Bien avant l’aurore, ils s’activaient tête contre tête sur mon organe viril. Tatonnant j’ai cherché puis trouvé sa vulve et son pénis. À ma grande surprise, elle m’a chevauché et s’est empalée sur mon épieu. Elle a chuchoté : « Tomás, prends-moi aussi. » Elle a hurlé quand il l’a fait garçon. Alors qu’il hésitait, elle l’a enjoint de continuer. J’ai saisi ses tétons. Nous avons copulé, retardant au possible la montée du plaisir. J’ai articulé pour elle seule : « Je t’aime ». Ses yeux ont répondu. Puis, elle s’est exclamée : « Oui! » Nous nous sommes déchainés. Je sentais le phallus de Tomás me prendre à travers elle. Et ses yeux et les siens. « Je vous aime! » ai-je crié au moment où nous anéantissait notre paroxysme commun.
Tomás lui a enlevé les flocons d’avoine des mains. Il s’est affairé au petit déjeuner. Elle l’a observé, les bras ballants. La bouillie qu’il a apprêtée était délicieuse. « C’est vrai que je suis une cuisinière exécrable ». Nous n’avons émis le moindre mot. « Gentilshommes sauf au lit, j’aime! » Nous avons fait chorus à son rire joyeux. Temps de retourner aux Géhennes. Avant le départ, elle nous a pris par le bras. Elle a devancé ma question. « Vous ne me verrez pas de quelque temps; j’ai besoin de réfléchir loin de vous, démons. .

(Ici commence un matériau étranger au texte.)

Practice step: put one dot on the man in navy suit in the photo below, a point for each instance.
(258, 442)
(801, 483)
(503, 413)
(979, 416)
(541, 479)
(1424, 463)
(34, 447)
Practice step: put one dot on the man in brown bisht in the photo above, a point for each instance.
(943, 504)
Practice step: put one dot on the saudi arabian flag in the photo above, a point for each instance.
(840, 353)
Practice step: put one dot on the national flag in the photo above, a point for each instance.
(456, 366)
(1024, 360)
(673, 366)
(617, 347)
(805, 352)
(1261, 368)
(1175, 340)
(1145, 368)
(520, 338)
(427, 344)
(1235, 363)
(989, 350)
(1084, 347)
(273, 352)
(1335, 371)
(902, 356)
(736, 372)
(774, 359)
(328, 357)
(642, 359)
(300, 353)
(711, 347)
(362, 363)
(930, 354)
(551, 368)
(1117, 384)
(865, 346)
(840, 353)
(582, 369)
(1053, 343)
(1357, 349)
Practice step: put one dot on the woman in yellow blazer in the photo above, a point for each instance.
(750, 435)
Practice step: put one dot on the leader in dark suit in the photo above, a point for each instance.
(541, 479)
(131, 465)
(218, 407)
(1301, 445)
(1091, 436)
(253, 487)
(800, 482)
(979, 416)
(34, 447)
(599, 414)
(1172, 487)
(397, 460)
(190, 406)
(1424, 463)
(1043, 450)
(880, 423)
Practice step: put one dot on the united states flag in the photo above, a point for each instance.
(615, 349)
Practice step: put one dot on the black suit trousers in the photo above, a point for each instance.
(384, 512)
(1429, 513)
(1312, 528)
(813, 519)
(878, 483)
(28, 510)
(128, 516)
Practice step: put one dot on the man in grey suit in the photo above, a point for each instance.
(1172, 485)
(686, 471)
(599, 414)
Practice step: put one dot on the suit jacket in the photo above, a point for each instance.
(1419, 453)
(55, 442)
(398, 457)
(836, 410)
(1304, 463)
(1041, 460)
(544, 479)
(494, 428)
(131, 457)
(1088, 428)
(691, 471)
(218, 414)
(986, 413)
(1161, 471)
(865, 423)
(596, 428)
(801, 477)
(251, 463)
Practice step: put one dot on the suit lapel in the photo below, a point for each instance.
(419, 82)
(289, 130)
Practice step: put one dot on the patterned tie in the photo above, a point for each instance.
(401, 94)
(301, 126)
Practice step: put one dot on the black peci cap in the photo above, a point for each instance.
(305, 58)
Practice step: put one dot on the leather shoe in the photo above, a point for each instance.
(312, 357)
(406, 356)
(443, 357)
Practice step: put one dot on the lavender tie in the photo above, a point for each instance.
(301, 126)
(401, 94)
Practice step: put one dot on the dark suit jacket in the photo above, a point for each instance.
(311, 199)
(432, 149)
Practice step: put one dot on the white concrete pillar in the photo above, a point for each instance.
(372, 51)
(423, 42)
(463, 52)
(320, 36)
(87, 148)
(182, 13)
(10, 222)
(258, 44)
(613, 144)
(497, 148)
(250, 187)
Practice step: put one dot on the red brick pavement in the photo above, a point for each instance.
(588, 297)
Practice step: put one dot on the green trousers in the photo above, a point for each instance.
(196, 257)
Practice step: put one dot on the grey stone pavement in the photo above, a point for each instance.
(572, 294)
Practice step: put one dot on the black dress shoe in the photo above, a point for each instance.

Le soir, le temps s’annonçait orageux, dans notre maison, du moins, car au-dehors, la température demeurait au beau fixe. « Tu l’aimes! » « Oui. Comme je t’aime. Et j’ai l’intention de la demander en mariage. » Incrédule, il m’a dévisagé. Il a éprouvé de la peine à retenir son envie de me trucider dare-dare. En lieu et place, la théière s’est fracassée contre le mur. « Tu ne veux tout de même pas que l’enfant que nous lui avons peut-être fait, ou ferons, naisse batard! » « Nous! Mais… ». « Ce n’est pas, ou ne sera pas, ta semence, mais ton action. Veux-tu que j’illustre? ». J’ai dessiné grossièrement, avec mon doigt, dans du sel renversé. Il est devenu blafard. « Attendre et voir? » « Tomás! » « Je ne veux pas te perdre! » « Mais qui parle ainsi! Cesse de penser que Ríonach, parce qu’elle est femme, constitue une menace. Tomás, rien, même la mort, ne me déliera de toi. » « Et si elle l’exigeait? » « C’est avec toi que je vis cette existence et il en demeurera ainsi. Là est l’essentiel. Mon serment, je ne le renierai jamais. Tomás, qu’est-ce je dois dire ou faire pour que tu me croies? » « Rien. Je suis convaincu de ta sincérité et j’approuve ta décision. Tu es un homme digne de respect, bien que désespérément pontifiant et aussi endormant que du laudanum. » « Tomás, nous nous entretenons de choses sérieuses! » « Tout à fait d’accord » furent ses dernières paroles cohérentes, juste avant l’assaut de ses lèvres sur ma verge. Non, je me trompe, il a dit, après m’avoir fait satisfait : « Tourne-toi que je t’encule, mon amour. » J’ai obéi à mon homme. Nous avons joui de concert.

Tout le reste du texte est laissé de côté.